Agreed. I was surprised by the change, when so many other buildings were boosted.

the problem with culture as a yield was simply that it eventually stopped doing anything other than adding new policies faster. Once your city has taken all tiles and begun expanding to further rings it has no local advantage
I really don't find this to be a problem. It takes a very long time to take all local tiles (typically this only happens in the late game), and even then there is sometimes a modest advantage from gaining control of additional territory to get extra resources, to build a bigger military buffer zone where the enemy must declare ware before entering, and to deny territory to the enemy or reserve it for your own later use. And culture is mostly about social policy generation.
 
I don't think it's a "problem", but it's the only yield that changes from having local use to mostly strategic, which makes it different to balance than the others.

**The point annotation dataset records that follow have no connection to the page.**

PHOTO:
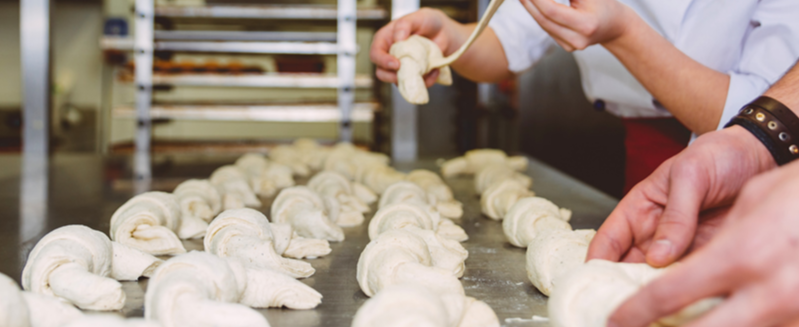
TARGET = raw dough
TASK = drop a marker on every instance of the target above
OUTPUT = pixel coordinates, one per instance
(305, 210)
(555, 252)
(266, 178)
(407, 305)
(73, 262)
(235, 189)
(530, 216)
(198, 198)
(416, 54)
(246, 234)
(586, 296)
(338, 193)
(475, 160)
(148, 222)
(446, 204)
(497, 200)
(496, 173)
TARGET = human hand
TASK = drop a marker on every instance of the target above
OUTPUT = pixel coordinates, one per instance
(753, 261)
(430, 23)
(584, 23)
(659, 220)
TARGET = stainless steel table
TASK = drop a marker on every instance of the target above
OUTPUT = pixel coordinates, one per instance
(82, 191)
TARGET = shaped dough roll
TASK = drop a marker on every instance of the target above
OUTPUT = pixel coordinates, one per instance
(148, 222)
(435, 186)
(529, 217)
(586, 296)
(496, 173)
(198, 198)
(13, 311)
(304, 210)
(555, 252)
(497, 200)
(344, 206)
(198, 289)
(475, 160)
(246, 234)
(265, 178)
(404, 255)
(73, 262)
(416, 54)
(234, 187)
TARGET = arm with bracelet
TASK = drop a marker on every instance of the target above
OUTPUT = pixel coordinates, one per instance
(684, 202)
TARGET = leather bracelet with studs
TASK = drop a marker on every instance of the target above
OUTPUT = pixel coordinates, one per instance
(776, 126)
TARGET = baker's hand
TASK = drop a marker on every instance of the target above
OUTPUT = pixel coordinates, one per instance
(430, 23)
(583, 23)
(659, 220)
(753, 261)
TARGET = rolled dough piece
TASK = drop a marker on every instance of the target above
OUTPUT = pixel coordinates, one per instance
(198, 289)
(588, 295)
(475, 160)
(496, 173)
(434, 185)
(416, 54)
(234, 187)
(304, 210)
(148, 222)
(246, 234)
(530, 216)
(555, 252)
(73, 262)
(497, 200)
(198, 198)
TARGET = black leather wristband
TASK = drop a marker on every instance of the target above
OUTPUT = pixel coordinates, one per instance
(776, 126)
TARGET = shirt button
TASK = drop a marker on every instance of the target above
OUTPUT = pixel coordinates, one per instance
(599, 105)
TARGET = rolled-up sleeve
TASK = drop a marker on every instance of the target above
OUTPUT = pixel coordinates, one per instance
(523, 40)
(769, 50)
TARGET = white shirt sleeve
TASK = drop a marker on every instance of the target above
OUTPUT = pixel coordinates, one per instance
(523, 40)
(770, 49)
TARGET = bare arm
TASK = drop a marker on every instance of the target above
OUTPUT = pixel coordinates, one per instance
(484, 61)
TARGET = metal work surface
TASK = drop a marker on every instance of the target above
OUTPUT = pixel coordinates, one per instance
(82, 192)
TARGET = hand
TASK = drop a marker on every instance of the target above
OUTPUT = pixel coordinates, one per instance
(753, 261)
(430, 23)
(659, 220)
(584, 23)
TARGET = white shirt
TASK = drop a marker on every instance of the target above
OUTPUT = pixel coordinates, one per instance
(753, 41)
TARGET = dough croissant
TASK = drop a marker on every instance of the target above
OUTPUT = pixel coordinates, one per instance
(27, 309)
(496, 173)
(198, 198)
(246, 234)
(148, 222)
(416, 55)
(475, 160)
(73, 262)
(586, 296)
(234, 187)
(200, 289)
(554, 253)
(343, 204)
(266, 178)
(403, 255)
(497, 200)
(304, 210)
(413, 305)
(530, 217)
(446, 204)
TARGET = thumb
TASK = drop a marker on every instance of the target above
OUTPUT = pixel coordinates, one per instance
(677, 226)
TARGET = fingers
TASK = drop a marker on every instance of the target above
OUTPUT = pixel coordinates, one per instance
(677, 226)
(708, 273)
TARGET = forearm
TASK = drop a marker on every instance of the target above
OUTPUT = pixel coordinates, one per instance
(692, 92)
(485, 60)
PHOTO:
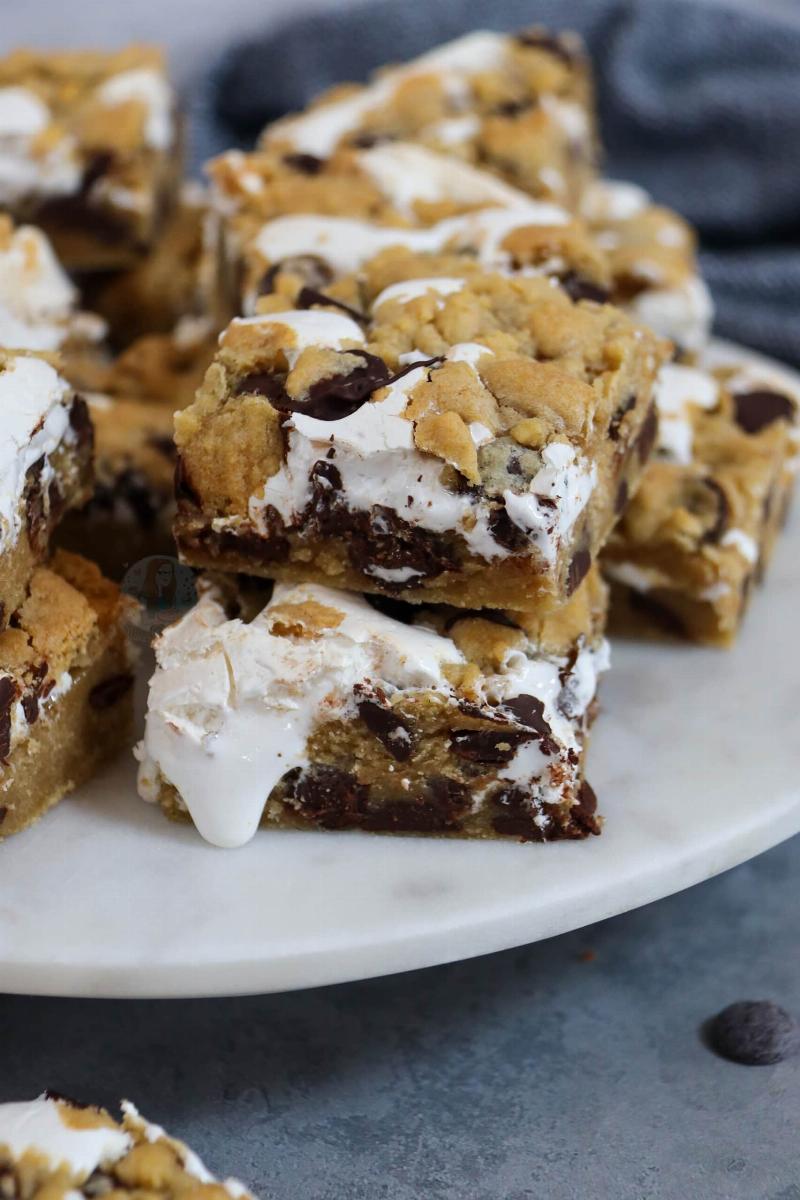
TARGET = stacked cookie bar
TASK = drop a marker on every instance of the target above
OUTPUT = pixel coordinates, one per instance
(433, 381)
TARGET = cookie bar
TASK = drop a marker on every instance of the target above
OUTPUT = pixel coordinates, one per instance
(176, 281)
(131, 511)
(46, 466)
(54, 1149)
(281, 217)
(38, 303)
(310, 708)
(653, 262)
(65, 688)
(519, 106)
(704, 521)
(469, 438)
(89, 150)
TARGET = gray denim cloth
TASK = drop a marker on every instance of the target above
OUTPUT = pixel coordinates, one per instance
(698, 103)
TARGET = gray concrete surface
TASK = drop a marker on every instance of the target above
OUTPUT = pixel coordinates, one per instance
(537, 1074)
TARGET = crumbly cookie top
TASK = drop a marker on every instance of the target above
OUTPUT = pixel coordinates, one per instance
(58, 1149)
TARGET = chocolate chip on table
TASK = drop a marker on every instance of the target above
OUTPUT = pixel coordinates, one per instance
(753, 1032)
(311, 268)
(306, 163)
(107, 693)
(577, 287)
(755, 411)
(578, 570)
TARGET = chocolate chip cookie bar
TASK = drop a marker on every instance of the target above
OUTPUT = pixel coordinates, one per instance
(306, 708)
(38, 303)
(46, 466)
(468, 438)
(132, 508)
(703, 523)
(58, 1149)
(65, 688)
(653, 261)
(282, 217)
(176, 282)
(89, 150)
(519, 106)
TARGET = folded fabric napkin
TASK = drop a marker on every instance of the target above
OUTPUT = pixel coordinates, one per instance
(698, 102)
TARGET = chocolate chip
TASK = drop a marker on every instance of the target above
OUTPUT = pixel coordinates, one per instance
(80, 423)
(578, 570)
(7, 697)
(618, 417)
(529, 711)
(542, 40)
(109, 691)
(306, 163)
(755, 1032)
(505, 532)
(647, 436)
(34, 691)
(487, 745)
(311, 268)
(394, 733)
(755, 411)
(379, 540)
(185, 492)
(308, 297)
(698, 503)
(579, 288)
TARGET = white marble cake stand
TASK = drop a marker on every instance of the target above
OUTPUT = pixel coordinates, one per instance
(696, 759)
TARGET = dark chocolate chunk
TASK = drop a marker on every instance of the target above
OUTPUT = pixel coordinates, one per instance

Tradition makes it pretty easy to rapidly take up all the local tiles for core cities. What's left over is late game expansion, and far-away tile value, which is more easily paid for by having the Kremlin wonder, and again, tradition helps with excess border tiles. I find I've usually got most of the cultural borders filled out to row 4-5 by the industrial era for many cities and am just soaking in water tiles and random boundaries. At that point, culture, like faith, has limited local use but still has a good strategic use. That it only generates new policies for me is not a problem, but it means that its local utility for say, tiles or multipliers, is different than examining those of gold or production.
 
I guess my perspective is that I've always thought of culture as mostly generating about social policies, with the border expansion as a secondary effect. So it doesn't bother me that the local effect eventually becomes minimal or goes away.

Culture works far better here than in Civ4, because once you have the BFC covered culture has almost no value beyond border cities; in Civ4 culture in the core of your empire is literally useless unless you're pursuing cultural victory. I really like that Civ5 makes culture valuable for everyone through social policies, and that a cultural victory is something that gives you bonuses along the way not just at the end.
 
Fair enough, but in either case, we are agreed the change to monuments and amphitheaters seems excessive (Museums I believe were fine to reduce to .5 instead of 1 per pop, along with changing Radio towers to 50% instead of 33%).

Changes to culture all around seem incomplete, which further skews the analysis. Artists still grant 4 :c5culture:. Fascism remained at the same levels while honor was reduced. National Epic still granted 10 :c5culture: while Oracle/Terracotta/Hagia Sophia were reduced. Cathedrals remained at 6. Landmarks and Holy Sites were untouched (Holy Sites I believe need to be moved down on culture). Etc. This is an issue with culture being everywhere, it's hard to keep track of everywhere it needed to be reduced if that was the plan. I think we were better off leaving it up where it was and adjusting balance of pantheons/beliefs and the costs of policies or terrain as needed.
 
Its also important to note that Hermitage provides a free policy now. I'm curious to see how the breakdown is, but I would bet for a smart player going culture getting the hermitage right at the end game to bag another policy is probably worth a boatload of culture.